The Utilities of the future will not only be more digital: they will be populated by intelligent agents, ready to collaborate with people, customers and systems to build a smarter, more sustainable energy that is closer to the real needs of users. The transition from automation to autonomy is not a leap into the unknown, but a journey that requires governance, skills and a clear vision of the value one wants to create.
To find out how Crafter.ai solutions can accelerate the AI transformation of your utility, contact us at [email protected].
FAQ {#faq}
What is AI in Utilities?
AI in Utilities refers to artificial intelligence solutions applied to the Energy & Utilities sector — energy, gas, water, networks — to improve operational efficiency, optimize resource management, personalize customer service and support the energy transition towards renewable sources.
What are the main applications of AI in the energy sector?
Main applications include: energy demand forecasting, predictive asset maintenance, automated 24/7 customer care, management of distributed energy resources, back-office optimization, personalized marketing and AI-based cybersecurity systems.
How does AI support the energy transition?
AI supports the energy transition by coordinating distributed assets (photovoltaic, storage), optimizing the integration of renewable sources into the grid, balancing production and consumption in real time and enabling intelligent energy communities. Multi-agent systems are particularly effective in this context.
How widespread is AI in the Energy & Utilities sector?
According to IBM, 74% of companies in the sector have already implemented or are exploring AI solutions. 94% of CIOs in the sector intend to increase AI investments, with an average spending increase of 38.3%. The global market will exceed $58 billion by 2030.
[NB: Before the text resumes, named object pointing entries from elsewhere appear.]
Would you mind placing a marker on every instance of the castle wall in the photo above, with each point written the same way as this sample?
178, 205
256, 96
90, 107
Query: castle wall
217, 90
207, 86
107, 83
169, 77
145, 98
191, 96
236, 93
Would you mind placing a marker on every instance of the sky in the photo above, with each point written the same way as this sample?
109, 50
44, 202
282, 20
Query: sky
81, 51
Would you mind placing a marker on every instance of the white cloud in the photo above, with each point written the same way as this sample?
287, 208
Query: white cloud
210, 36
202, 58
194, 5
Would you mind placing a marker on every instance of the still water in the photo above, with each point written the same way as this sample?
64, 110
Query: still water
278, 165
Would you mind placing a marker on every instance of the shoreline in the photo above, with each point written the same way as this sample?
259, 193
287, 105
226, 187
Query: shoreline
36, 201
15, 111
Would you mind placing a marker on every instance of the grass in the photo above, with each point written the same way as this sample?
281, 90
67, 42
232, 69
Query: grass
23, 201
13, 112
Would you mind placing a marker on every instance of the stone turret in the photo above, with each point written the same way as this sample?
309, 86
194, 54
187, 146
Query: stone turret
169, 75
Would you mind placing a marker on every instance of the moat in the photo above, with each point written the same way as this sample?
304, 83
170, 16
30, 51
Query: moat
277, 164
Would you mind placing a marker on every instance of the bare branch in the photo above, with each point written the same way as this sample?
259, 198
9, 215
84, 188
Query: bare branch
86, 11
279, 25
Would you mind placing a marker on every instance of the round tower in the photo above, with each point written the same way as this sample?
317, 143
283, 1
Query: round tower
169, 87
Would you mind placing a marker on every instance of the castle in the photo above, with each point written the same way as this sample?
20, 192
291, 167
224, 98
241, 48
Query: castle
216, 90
What are the benefits of predictive maintenance with AI?
Predictive maintenance allows detecting failure signals before they occur, reducing machine downtime, containing operating costs and improving safety. AI systems analyze data from IoT sensors and SCADA to identify anomalies and plan targeted interventions at the optimal moment.
Can AI improve customer care in utilities?
Yes, significantly. AI agents make customer care available 24/7, multi-channel and proactive: they can report abnormal consumption, propose more suitable tariffs, manage service interruptions and communicate in natural language with empathy and personalization. The result is a reduction in management costs and an increase in customer satisfaction.